Fourteen-year-old Mona isn’t like the wizards charged with defending the city. She can’t control lightning or speak to water. Her magic only works on bread, and her familiar is a sourdough starter. She has a comfortable life in her aunt’s bakery, making gingerbread men dance.
But Mona’s life is turned upside down when she finds a dead body on the bakery floor. An assassin is stalking the streets of Mona’s city, preying on magic folk, and it appears that Mona is his next target. And in an embattled city suddenly lacking in wizards, the assassin may be the least of Mona’s worries.
I thought this was going to be a fantasy/YA murder mystery. But nope. There is so much more going on. It felt like a historical fiction/wartime story with some fantasy magic thrown in. I ended up really enjoying it.
This story has quite the fantasy setting. Unlike most fantasy novels, there’s no far-off wizard school for kids with magic to go to. Magical talents vary from the big (controlling water), the minor (controlling bread dough), the obscure (making dead horses walk), and the random (turning rocks into cheese).

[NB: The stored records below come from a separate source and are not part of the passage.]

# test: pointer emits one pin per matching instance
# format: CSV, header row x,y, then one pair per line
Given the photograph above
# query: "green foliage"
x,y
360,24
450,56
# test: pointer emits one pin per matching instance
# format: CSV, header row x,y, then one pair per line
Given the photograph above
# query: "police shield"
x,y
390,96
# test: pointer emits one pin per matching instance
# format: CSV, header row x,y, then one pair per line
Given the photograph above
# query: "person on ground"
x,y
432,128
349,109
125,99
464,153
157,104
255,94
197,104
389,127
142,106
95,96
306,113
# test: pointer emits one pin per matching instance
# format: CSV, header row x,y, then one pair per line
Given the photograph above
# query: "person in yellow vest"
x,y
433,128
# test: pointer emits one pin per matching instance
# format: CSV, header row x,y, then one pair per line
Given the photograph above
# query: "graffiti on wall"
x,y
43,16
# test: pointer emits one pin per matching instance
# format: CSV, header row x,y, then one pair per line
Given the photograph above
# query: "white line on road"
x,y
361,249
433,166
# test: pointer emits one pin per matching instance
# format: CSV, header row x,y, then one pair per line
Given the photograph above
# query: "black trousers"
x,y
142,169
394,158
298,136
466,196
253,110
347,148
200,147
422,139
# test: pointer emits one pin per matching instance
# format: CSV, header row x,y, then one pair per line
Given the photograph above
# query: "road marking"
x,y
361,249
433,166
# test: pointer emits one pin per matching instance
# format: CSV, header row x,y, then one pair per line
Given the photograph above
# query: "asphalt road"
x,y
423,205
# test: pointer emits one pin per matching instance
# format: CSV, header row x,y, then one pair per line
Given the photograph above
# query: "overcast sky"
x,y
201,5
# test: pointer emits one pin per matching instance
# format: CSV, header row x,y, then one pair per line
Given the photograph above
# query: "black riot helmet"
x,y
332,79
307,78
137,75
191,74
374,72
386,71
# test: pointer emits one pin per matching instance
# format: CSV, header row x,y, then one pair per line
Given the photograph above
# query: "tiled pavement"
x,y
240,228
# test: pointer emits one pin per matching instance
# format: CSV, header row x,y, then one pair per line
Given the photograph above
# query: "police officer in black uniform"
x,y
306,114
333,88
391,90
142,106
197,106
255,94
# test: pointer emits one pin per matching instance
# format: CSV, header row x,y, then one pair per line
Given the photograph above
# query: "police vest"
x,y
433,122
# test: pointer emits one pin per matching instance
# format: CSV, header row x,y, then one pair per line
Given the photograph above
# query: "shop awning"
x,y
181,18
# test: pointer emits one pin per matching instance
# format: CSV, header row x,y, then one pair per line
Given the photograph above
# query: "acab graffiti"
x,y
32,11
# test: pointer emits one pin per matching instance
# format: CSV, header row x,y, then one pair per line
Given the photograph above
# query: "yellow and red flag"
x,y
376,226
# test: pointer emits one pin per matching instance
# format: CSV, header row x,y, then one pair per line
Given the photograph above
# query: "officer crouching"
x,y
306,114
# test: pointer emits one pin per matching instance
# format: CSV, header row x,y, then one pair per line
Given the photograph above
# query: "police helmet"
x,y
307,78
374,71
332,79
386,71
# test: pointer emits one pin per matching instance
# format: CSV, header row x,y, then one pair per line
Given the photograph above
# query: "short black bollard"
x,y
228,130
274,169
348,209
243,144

Mona plays the part of the reluctant hero well. She says multiple times throughout the story that she’s only fourteen and that her magic only works on bread. Mona doesn’t have much self-confidence in herself or her magic. She’s just a young baker’s apprentice who gets mixed up in a world of politics and an unreliable government. I would go into this more, but I am incapable of explaining it.

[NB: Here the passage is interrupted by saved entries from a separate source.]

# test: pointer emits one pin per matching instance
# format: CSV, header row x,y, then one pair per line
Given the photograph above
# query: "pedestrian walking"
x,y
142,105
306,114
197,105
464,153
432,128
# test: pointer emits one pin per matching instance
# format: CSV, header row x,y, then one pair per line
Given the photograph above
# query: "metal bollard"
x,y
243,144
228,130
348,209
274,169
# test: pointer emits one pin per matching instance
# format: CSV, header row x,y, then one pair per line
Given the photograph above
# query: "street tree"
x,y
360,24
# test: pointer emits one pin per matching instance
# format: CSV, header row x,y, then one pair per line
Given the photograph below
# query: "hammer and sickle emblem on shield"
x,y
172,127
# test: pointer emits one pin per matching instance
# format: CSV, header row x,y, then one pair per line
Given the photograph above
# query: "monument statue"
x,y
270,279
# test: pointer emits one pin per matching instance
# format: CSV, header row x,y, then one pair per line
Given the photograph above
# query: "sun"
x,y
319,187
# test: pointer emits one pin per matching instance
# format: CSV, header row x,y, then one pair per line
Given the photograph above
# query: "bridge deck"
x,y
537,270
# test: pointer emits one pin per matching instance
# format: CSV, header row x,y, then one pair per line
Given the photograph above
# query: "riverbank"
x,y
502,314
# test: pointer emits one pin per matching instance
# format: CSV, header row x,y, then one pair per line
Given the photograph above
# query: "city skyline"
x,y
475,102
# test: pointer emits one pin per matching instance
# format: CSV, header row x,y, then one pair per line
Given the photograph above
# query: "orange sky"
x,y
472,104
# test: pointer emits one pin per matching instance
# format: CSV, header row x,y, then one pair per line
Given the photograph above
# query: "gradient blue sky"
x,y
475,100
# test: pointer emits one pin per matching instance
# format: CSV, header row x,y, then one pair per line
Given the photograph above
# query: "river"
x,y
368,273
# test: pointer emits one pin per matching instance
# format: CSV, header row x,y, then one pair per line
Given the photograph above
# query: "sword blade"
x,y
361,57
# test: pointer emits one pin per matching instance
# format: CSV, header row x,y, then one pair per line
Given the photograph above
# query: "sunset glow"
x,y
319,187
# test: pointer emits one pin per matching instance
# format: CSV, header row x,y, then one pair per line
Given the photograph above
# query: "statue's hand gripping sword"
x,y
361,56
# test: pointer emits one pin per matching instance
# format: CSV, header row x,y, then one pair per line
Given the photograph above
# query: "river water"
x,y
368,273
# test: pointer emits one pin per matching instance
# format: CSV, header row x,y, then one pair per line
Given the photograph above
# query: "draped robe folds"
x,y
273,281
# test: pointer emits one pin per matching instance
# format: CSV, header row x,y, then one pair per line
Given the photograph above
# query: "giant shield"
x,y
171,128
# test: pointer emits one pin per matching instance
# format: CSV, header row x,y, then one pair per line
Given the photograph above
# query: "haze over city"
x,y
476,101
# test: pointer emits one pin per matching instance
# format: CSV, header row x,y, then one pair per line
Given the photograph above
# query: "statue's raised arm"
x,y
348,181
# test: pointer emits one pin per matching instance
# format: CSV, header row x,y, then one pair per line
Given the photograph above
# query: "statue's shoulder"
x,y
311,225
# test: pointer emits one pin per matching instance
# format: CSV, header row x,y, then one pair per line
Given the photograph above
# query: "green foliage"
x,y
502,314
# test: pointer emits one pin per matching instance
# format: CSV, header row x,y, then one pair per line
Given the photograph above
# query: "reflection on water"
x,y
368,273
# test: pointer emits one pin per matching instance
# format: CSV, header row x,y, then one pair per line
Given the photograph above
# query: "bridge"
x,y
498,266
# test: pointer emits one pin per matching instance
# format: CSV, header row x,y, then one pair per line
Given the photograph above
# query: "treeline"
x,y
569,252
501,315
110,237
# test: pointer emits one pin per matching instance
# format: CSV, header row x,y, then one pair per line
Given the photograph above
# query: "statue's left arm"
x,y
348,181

While most wizards have animal sidekicks, Mona has a sentient sourdough starter and an animated gingerbread man. These two steal the show in every scene they are in. I cheered for them so many times!
Overall, this was an enjoyable fantasy with a solid, believable world and the important lesson that you can do a lot with the little that you have. I would have liked more magical talents and less warfare, though.